A remarkable resemblance: Germany from 1900 to 1945 and China today


Published 18 February 2021

China’s trade policy is guided neither by free trade nor protectionism, but by power trade, with remarkably similar tactics to those of Germany in the first decades of the twentieth century. But the answer to China’s challenge is not deglobalization. Rather, the formation of a “NATO for trade” would be more effective to counter Beijing’s predatory trade practices.

This paper was originally published in the Fall 2020 issue of The International Economy magazine.

The issue of China trade has taken up most of the trade policy oxygen for the last four years as the United States and China deepened their trade war, and it is unlikely that a new Biden administration will go back to a pre-Trump era vis-à-vis China trade. Yet crafting the right response to China’s “innovation mercantilism” is difficult because it appears liberal democracies have never faced such an adversary before.  

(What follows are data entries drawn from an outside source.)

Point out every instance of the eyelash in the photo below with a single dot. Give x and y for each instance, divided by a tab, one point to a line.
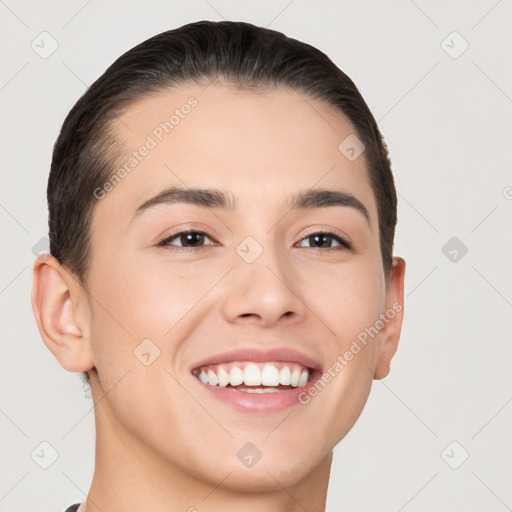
344	244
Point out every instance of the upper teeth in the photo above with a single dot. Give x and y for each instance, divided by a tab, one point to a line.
254	374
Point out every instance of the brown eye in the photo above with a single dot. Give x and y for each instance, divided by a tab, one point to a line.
186	239
324	240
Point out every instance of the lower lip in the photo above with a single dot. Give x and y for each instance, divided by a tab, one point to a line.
258	402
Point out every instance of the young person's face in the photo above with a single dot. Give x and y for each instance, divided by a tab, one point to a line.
259	281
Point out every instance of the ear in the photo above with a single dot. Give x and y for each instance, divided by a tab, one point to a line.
62	314
393	316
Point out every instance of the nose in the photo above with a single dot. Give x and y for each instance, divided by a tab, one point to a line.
264	292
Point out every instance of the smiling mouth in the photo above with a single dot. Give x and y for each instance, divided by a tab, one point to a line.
255	377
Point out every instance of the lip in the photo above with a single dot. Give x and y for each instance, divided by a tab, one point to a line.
259	403
278	354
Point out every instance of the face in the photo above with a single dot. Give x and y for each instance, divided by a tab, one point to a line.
214	318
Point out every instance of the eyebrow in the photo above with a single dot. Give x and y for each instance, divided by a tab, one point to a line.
216	199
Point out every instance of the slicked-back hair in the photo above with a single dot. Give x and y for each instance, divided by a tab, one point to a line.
243	55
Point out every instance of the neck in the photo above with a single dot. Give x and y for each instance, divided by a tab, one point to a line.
130	476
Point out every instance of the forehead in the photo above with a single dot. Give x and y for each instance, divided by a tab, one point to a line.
261	148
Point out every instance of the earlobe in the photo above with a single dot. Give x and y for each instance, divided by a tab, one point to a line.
389	335
61	316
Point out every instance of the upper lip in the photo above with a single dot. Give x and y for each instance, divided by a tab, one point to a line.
282	354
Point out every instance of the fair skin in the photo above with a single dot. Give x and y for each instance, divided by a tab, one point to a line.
164	441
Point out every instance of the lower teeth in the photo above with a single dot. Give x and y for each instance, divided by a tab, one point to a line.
259	390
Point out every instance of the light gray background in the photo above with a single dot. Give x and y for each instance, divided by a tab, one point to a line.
448	125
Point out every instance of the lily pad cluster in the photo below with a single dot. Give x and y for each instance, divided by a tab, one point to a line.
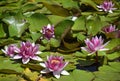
42	39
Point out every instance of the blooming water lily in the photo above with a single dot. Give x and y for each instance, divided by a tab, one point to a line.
95	44
56	65
48	32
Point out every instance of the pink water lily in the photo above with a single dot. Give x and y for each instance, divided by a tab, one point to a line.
110	28
11	50
48	32
95	44
28	51
107	6
56	65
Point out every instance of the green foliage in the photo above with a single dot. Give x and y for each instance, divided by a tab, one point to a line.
37	21
22	20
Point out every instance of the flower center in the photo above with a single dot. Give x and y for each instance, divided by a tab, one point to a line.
55	61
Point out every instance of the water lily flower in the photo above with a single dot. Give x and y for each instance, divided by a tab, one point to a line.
55	64
48	31
11	50
28	51
94	45
109	29
74	18
107	6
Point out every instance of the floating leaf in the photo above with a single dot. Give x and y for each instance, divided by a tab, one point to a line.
2	33
16	27
79	24
37	21
30	75
80	75
113	43
12	77
113	56
61	27
54	43
89	2
12	66
71	45
56	9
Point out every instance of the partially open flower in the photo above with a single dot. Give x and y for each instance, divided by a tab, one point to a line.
28	51
110	28
95	44
107	6
48	32
56	65
11	50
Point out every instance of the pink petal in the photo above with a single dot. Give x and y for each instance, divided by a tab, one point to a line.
26	60
45	71
37	58
64	72
17	57
56	74
43	65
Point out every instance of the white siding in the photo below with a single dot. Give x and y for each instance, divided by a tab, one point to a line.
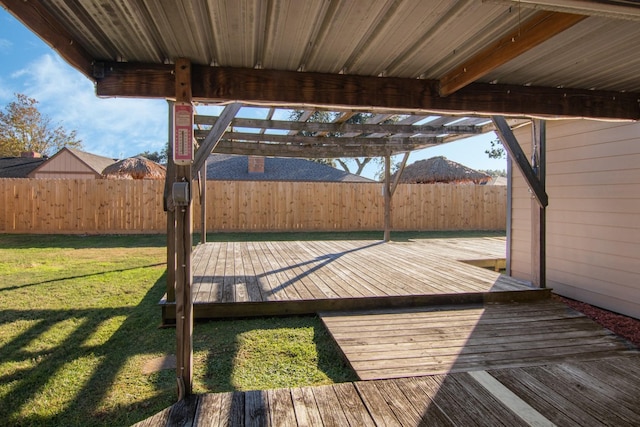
593	217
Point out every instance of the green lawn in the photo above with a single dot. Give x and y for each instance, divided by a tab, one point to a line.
79	319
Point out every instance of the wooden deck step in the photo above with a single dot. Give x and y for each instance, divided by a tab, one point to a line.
398	343
241	279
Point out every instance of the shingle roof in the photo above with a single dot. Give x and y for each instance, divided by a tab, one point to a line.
95	162
18	167
228	167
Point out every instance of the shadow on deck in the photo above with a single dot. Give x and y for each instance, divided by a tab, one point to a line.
241	279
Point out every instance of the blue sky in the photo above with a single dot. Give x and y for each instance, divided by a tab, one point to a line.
122	127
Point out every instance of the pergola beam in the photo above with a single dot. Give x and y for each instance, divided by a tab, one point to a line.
364	92
536	30
308	151
327	140
344	127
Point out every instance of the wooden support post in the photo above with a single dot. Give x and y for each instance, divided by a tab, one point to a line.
203	203
171	217
538	212
387	198
399	172
184	236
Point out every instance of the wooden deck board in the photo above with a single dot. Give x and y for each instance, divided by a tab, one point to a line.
571	393
295	275
401	343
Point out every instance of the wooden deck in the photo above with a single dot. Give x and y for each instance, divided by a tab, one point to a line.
510	356
435	340
303	277
571	393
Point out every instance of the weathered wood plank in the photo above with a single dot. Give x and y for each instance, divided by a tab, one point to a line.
306	408
256	408
281	409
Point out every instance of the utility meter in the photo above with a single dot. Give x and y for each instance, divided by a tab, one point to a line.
180	194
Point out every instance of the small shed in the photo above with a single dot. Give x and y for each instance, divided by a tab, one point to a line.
138	167
69	163
20	167
441	170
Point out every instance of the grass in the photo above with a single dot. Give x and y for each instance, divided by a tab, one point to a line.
80	319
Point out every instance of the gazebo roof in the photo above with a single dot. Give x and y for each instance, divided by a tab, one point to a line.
441	169
138	167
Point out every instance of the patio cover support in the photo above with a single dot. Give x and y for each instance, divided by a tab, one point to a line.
389	189
538	212
512	146
387	198
170	178
214	136
202	184
184	236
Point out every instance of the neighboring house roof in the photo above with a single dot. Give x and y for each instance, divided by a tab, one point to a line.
440	169
18	167
92	161
138	167
95	162
498	180
228	167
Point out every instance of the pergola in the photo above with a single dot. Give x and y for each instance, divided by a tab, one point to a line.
528	58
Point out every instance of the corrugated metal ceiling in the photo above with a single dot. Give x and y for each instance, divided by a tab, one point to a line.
411	38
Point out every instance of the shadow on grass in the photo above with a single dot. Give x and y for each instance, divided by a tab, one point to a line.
81	241
274	365
396	236
83	276
138	334
89	392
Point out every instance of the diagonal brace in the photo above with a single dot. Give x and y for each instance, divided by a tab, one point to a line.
215	134
510	144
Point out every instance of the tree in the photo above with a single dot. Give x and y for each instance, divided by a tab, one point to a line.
327	117
24	128
496	151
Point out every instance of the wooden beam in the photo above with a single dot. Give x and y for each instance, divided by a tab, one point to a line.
364	92
214	135
325	140
536	30
345	127
184	238
538	213
36	17
309	151
512	146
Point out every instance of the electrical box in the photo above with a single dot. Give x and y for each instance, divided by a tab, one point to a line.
183	133
180	193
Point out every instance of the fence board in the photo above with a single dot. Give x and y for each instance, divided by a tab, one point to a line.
133	206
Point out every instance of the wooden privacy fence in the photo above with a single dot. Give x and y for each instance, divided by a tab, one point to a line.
126	206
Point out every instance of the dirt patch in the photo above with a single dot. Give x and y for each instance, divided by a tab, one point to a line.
624	326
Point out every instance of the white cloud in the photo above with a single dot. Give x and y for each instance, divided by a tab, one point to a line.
110	127
5	45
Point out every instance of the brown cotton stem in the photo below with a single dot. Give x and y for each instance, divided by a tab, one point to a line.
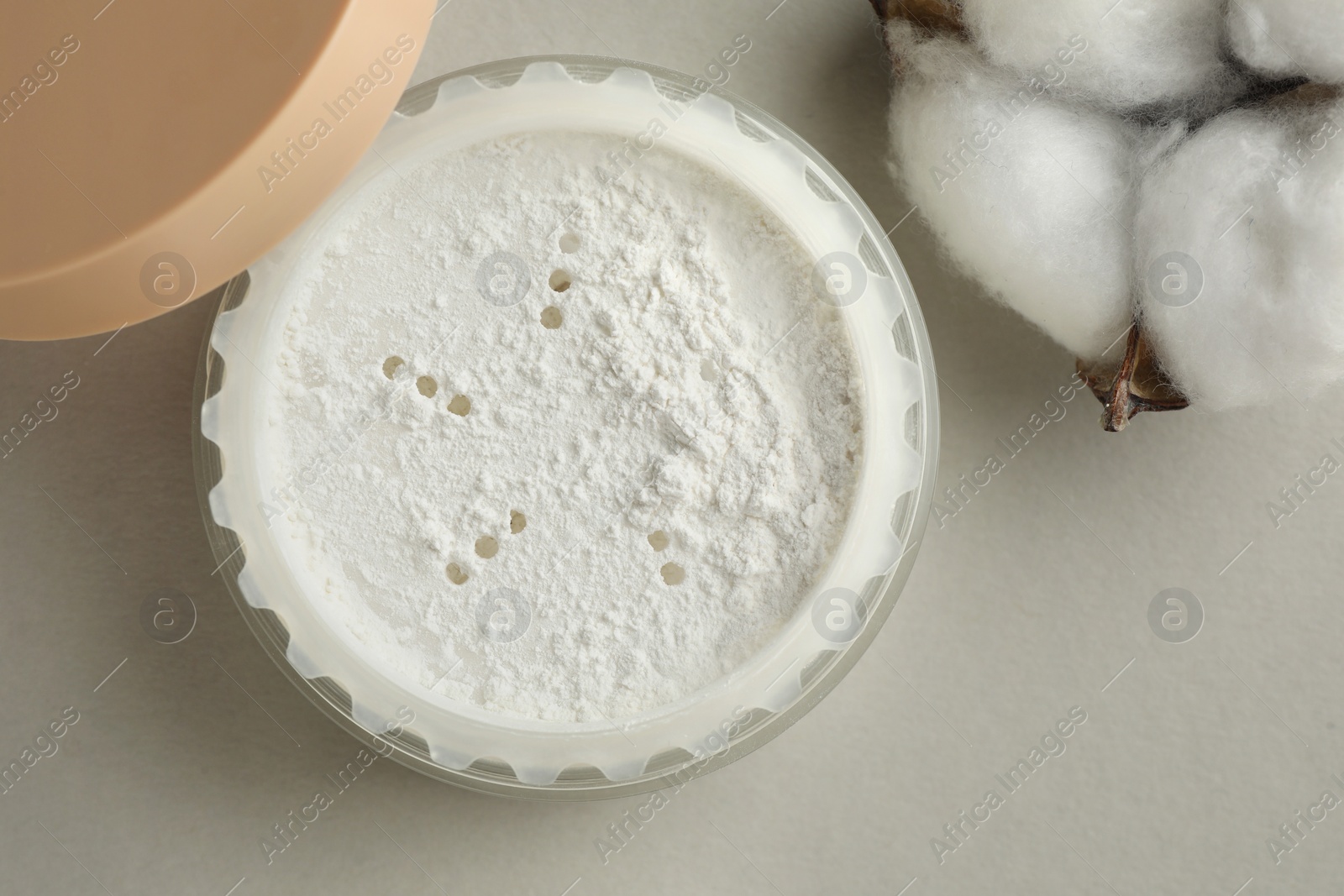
1137	385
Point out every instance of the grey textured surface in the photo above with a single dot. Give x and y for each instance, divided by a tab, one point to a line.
1026	604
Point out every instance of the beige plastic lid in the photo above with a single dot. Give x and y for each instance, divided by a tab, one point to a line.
155	148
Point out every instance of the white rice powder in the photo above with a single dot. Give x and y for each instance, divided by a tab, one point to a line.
591	501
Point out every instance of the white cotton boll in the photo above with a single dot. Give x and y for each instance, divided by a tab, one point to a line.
1257	201
1288	38
1126	54
1028	195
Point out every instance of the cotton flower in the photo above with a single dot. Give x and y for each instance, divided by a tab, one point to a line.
1148	165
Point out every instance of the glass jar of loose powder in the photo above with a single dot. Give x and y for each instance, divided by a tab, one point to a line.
581	441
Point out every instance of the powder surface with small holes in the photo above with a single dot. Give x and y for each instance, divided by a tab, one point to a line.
586	503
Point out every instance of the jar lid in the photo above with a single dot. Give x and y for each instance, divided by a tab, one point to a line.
154	149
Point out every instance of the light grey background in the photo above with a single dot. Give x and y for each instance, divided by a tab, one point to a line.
1028	602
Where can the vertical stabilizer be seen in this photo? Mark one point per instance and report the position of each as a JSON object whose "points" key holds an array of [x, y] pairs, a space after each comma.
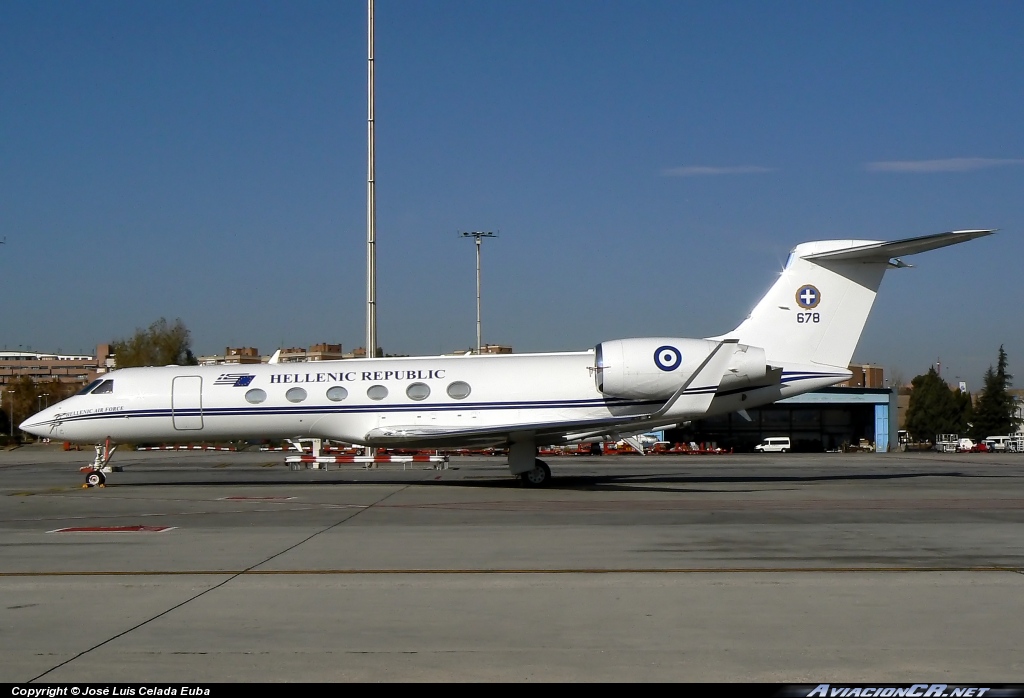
{"points": [[816, 310]]}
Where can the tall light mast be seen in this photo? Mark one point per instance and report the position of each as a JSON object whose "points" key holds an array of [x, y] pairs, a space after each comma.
{"points": [[478, 234], [371, 197]]}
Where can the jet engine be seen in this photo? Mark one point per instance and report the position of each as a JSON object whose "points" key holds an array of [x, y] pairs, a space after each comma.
{"points": [[653, 368]]}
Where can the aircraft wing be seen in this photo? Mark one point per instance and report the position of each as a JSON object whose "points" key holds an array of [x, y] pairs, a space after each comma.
{"points": [[498, 433], [883, 252]]}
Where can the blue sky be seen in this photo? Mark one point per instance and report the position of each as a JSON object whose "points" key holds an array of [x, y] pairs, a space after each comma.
{"points": [[648, 166]]}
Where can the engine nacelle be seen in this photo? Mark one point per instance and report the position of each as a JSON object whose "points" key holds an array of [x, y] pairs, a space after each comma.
{"points": [[654, 367]]}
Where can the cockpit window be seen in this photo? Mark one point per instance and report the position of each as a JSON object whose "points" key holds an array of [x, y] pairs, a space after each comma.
{"points": [[102, 388], [88, 388]]}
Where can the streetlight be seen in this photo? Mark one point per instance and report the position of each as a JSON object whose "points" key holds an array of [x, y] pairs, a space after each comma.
{"points": [[11, 398], [478, 235]]}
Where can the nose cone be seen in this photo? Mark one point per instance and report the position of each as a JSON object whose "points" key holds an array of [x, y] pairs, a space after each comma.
{"points": [[39, 424]]}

In this new paper, Robert D. Atkinson, founder and president of the Information Technology and Innovation Foundation (ITIF), observes that liberal democracies have previously faced such an adversary: Germany for the first forty-five years of the twentieth century. As influential development economist Albert O. Hirschman wrote in 1941, Germany was neither a free trader nor a protectionist. It was a “power trader” that used trade as a key tool to gain commercial and military advantage over its adversaries. Likewise, China’s trade policy is guided neither by free trade nor protectionism, but by power trade, with remarkably similar tactics to those of Germany. Understanding Germany's earlier economic strategy can shed light and point the way for solutions to the China challenge. It is time, Atkinson argues, for the formation of a “NATO for trade”.